A prominent member of the Department of Government Efficiency was beaten in an attempted carjacking in Washington this week, prompting President Trump to renew his threat of a federal takeover of the city.
The victim was Edward Coristine, a 19-year-old software engineer known by his online sobriquet, Big Balls, according to the police, who said he was surrounded and attacked by 10 young assailants outside his car.
In a social media post on Tuesday afternoon, Mr. Trump shared a photograph that appeared to show Mr. Coristine lying in the street bleeding, battered and shirtless, writing that crime in the nation’s capital was “totally out of control,” though the city’s crime rates have been falling.

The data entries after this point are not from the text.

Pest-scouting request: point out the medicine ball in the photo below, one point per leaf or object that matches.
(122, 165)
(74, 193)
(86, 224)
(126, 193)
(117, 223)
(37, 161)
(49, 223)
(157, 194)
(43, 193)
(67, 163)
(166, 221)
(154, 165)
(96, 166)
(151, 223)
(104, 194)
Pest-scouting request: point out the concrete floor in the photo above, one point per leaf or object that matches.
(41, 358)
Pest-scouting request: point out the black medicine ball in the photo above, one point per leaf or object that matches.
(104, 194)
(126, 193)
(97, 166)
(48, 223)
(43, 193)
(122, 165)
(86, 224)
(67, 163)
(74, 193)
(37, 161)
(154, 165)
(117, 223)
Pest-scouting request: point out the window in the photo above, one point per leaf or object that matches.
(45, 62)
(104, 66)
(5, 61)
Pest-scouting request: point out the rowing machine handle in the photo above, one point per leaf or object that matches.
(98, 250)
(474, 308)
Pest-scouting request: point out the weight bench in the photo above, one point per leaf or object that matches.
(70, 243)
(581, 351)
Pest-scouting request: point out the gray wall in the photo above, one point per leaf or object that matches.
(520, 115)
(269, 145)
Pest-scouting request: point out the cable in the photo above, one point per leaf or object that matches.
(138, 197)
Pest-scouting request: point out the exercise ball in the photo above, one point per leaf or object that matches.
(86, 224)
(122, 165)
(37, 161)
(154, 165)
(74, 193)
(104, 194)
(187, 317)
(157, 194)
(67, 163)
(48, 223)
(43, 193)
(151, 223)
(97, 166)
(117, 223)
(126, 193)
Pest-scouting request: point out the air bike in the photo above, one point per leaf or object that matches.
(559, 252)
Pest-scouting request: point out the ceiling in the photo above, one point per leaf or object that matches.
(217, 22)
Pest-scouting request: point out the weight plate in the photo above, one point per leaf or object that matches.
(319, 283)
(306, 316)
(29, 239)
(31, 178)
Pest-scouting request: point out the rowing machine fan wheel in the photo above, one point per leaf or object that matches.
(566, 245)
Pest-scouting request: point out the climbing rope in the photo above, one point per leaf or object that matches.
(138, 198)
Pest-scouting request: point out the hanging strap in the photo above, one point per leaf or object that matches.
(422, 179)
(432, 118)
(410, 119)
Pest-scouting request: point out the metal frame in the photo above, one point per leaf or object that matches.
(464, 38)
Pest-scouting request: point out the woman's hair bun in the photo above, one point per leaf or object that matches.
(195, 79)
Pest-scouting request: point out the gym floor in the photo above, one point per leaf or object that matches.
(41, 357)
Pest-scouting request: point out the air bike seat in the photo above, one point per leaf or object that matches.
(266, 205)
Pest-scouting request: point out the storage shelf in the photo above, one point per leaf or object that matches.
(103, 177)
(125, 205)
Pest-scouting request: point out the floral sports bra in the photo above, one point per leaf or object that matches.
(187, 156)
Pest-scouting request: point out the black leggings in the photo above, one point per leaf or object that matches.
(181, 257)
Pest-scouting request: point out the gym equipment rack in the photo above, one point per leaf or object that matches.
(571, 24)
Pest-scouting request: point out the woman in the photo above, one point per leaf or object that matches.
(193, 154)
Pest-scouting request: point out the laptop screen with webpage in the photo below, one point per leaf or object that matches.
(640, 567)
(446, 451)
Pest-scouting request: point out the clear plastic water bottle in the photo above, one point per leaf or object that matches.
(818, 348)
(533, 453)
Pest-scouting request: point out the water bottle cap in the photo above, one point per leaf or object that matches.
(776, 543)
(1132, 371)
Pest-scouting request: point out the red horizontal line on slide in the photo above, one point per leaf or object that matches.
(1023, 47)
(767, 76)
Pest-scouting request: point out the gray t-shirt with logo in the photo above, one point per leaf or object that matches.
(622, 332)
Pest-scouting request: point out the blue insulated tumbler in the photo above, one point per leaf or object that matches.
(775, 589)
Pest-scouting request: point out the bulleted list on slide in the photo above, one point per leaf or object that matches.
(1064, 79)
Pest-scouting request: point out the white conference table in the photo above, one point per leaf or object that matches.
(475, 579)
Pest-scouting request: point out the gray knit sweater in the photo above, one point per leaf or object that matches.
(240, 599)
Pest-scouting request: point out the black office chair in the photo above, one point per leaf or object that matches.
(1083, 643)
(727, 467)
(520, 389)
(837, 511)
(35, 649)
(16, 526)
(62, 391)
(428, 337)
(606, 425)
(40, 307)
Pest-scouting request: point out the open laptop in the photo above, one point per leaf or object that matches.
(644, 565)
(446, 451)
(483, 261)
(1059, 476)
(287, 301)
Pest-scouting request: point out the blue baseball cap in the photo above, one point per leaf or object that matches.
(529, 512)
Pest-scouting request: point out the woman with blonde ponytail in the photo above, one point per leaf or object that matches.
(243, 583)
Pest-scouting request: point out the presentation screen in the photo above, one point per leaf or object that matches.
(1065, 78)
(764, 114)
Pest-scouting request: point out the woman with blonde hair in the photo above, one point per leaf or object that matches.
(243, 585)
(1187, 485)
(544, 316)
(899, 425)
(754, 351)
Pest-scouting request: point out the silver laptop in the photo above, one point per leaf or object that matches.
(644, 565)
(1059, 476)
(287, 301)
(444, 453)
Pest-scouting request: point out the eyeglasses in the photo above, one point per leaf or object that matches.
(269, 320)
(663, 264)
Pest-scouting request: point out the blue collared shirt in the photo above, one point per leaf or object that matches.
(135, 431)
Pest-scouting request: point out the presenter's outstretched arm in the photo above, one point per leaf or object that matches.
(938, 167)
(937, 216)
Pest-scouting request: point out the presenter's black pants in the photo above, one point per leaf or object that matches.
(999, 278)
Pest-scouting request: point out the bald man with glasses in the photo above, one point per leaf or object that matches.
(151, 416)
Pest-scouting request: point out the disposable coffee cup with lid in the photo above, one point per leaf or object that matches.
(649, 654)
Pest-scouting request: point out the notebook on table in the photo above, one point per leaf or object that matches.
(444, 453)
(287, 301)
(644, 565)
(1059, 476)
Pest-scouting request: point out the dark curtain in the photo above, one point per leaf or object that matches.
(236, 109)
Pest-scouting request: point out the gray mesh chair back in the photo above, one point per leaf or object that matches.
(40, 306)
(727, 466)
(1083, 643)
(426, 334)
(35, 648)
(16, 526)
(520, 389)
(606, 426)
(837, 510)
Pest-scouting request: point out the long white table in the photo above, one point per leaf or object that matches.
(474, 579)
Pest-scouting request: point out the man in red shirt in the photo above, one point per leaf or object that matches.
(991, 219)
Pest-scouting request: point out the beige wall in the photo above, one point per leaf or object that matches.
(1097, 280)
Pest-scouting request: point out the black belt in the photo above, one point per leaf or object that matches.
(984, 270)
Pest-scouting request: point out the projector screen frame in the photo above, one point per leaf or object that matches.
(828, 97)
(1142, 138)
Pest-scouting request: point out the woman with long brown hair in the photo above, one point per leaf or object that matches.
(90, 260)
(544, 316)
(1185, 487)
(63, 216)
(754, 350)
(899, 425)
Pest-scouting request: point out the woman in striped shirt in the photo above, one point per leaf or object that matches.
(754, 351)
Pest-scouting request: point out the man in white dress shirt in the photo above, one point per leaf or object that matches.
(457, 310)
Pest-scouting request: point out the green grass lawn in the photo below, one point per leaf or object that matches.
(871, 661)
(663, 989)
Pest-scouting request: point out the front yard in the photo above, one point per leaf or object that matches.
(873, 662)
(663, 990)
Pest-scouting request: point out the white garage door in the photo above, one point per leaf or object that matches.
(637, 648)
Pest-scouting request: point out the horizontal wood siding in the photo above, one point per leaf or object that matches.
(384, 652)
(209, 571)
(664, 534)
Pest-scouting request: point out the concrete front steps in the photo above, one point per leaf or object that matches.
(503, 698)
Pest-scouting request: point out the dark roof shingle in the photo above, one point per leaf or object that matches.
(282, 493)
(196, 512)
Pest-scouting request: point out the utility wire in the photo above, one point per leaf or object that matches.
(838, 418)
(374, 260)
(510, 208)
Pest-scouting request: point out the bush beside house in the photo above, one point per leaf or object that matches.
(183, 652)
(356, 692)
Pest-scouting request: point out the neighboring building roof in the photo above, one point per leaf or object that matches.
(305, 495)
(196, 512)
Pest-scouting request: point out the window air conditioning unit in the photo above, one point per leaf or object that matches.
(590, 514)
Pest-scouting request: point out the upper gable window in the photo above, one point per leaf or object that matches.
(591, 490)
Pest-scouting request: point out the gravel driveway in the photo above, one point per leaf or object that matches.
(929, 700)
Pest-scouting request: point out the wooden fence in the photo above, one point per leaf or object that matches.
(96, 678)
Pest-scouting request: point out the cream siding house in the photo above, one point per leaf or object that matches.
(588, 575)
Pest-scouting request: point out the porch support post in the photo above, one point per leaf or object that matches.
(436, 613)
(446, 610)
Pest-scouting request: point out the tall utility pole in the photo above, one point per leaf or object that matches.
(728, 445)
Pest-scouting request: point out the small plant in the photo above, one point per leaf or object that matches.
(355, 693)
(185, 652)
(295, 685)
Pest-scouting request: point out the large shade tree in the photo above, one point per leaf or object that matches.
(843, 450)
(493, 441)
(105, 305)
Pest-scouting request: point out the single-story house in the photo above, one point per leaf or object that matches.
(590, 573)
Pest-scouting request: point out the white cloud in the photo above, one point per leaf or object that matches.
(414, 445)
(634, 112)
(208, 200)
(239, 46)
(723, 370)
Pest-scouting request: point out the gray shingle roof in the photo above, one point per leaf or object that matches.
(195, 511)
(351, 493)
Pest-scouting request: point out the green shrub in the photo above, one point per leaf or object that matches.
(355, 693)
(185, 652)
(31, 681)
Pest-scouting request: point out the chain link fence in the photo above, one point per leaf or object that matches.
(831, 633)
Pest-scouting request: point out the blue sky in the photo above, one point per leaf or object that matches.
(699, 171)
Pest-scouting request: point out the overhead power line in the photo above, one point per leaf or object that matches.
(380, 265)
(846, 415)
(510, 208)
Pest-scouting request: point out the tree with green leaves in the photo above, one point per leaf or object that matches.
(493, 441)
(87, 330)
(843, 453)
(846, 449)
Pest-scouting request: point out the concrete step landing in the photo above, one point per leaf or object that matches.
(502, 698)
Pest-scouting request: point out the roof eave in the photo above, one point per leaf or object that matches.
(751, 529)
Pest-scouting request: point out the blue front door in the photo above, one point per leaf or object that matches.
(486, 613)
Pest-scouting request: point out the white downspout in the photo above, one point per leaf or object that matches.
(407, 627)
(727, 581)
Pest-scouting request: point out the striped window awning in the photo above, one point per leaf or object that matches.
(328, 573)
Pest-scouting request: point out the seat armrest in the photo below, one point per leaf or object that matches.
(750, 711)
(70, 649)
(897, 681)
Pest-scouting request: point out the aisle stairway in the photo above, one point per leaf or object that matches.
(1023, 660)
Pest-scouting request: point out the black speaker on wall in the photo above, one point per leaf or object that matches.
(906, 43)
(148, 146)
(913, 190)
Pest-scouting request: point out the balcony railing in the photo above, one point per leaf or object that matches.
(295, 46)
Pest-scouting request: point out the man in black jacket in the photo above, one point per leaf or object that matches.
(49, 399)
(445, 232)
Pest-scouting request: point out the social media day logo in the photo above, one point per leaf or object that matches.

“If D.C. doesn’t get its act together, and quickly, we will have no choice but to take Federal control of the City,” he said.
The president argued that young people in the city do not fear consequences if they commit crimes, tapping into a thorny local issue. Youth crime remains a trouble spot for D.C., with young people making up a majority of the arrests for robbery and carjacking. In April, Mayor Muriel E. Bowser announced the creation of a special police unit specifically dedicated to preventing and responding to juvenile crime.
“The Law in D.C. must be changed to prosecute these ‘minors’ as adults, and lock them up for a long time, starting at age 14,” Mr. Trump said in his social media post on Tuesday.